Cephalon Rejection Of Valeant Bid Moves Process To Holders
07 April 2011 - 3:02AM
Dow Jones News
Cephalon Inc.'s (CEPH) rejection of a $5.7 billion takeover
offer from Valeant Pharmaceuticals International Inc. (VRX) has put
the future of Cephalon in the hands of its shareholders.
Canada-based Valeant has started the process of trying to unseat
Cephalon's board in order to move the offer forward. Although the
process could theoretically take months, preliminary indications
over the next few weeks could determine whether Valeant will
continue its fight or walk away.
Late Tuesday, Cephalon rejected the cash bid of $73 a share as
inadequate, and Valeant responded by proposing a slate of seven
directors.
"We anticipate a flurry of activity over the next couple weeks
as Cephalon either lobbies its existing shareholder base regarding
Valeant's low offer or potentially seeks a 'white knight'," Stifel
Nicolaus analyst Annabel Samimy said in a note to clients
Wednesday.
A Cephalon spokesman declined to comment beyond the company's
press releases. A Valeant spokeswoman also declined to comment
other than saying the company is "dealing with Cephalon
shareholders at this point."
According to the consent solicitation process, Valeant's
preliminary proposal to remove the board will be reviewed and
approved by the Securities and Exchange Commission before
shareholder voting can begin. Valeant can't begin actively
soliciting votes until that approval, but the company said Tuesday
that it's gotten "positive feedback from many of the largest
stockholders of Cephalon." The two companies have many major
shareholders in common.
In order to unseat the board, Valeant needs a majority vote, or
about 37.9 million shares. Although the voting will be open for 60
days after the first vote is cast, it could stop once a majority is
obtained in either direction.
While some proxy fights drag on for months, Valeant has stated
it will move fast in deciding its next move. Last week, Valeant's
Chief Executive J. Michael Pearson said he expects to "quite
quickly get a sense of whether this is going to be supported or not
by their shareholders." RBC Capital Markets analyst Douglas Miehm
believes the process will be concluded within two weeks.
If successful, Valeant will push the new board to remove a
poison pill that blocks a hostile takeover and ask to conduct due
diligence. Reviewing the company's books should take another two to
three weeks, Valeant said, and could result in a "modest increase"
in the offer.
Traders are expecting a higher offer from Valeant, or a
competing bidder, as the stock has traded above the offer since it
became public. It recently changed hands at $77.35. Expectations of
a takeover can make it difficult for an acquisition target to walk
away and allow its stock to fall to previous levels. Cephalon
shares closed at $58.75 before the offer.

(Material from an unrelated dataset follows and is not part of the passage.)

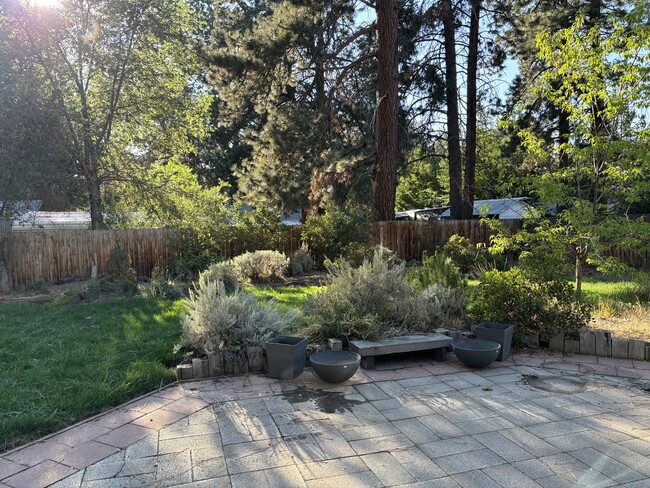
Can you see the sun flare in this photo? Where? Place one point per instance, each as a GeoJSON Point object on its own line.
{"type": "Point", "coordinates": [44, 3]}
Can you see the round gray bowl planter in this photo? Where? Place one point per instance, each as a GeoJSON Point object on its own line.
{"type": "Point", "coordinates": [476, 353]}
{"type": "Point", "coordinates": [335, 366]}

Cephalon argues that Valeant's offer is opportunistically timed
and doesn't offer value for its pipeline. Genzyme Corp. (GENZ) made
a similar argument in trying to fend off a takeover by
Sanofi-Aventis SA (SNY, SAN.FR). Genzyme resisted the public
overtures for more than six months before agreeing to a deal that
boosted the original bid by 7% along with potential future
payments. A similar increase would put Valeant's offer at about $78
a share.
But unlike Sanofi's open commitment to closing a deal with
Genzyme, Valeant has made it clear that it will walk away from its
offer and won't waste time courting the smaller company.
Samimy expects that a competing offer for Cephalon is unlikely,
which places all hope on an increased bid from Valeant.
"Should the acquisition fail to materialize, we believe CEPH
shares have significant downside risk," she said.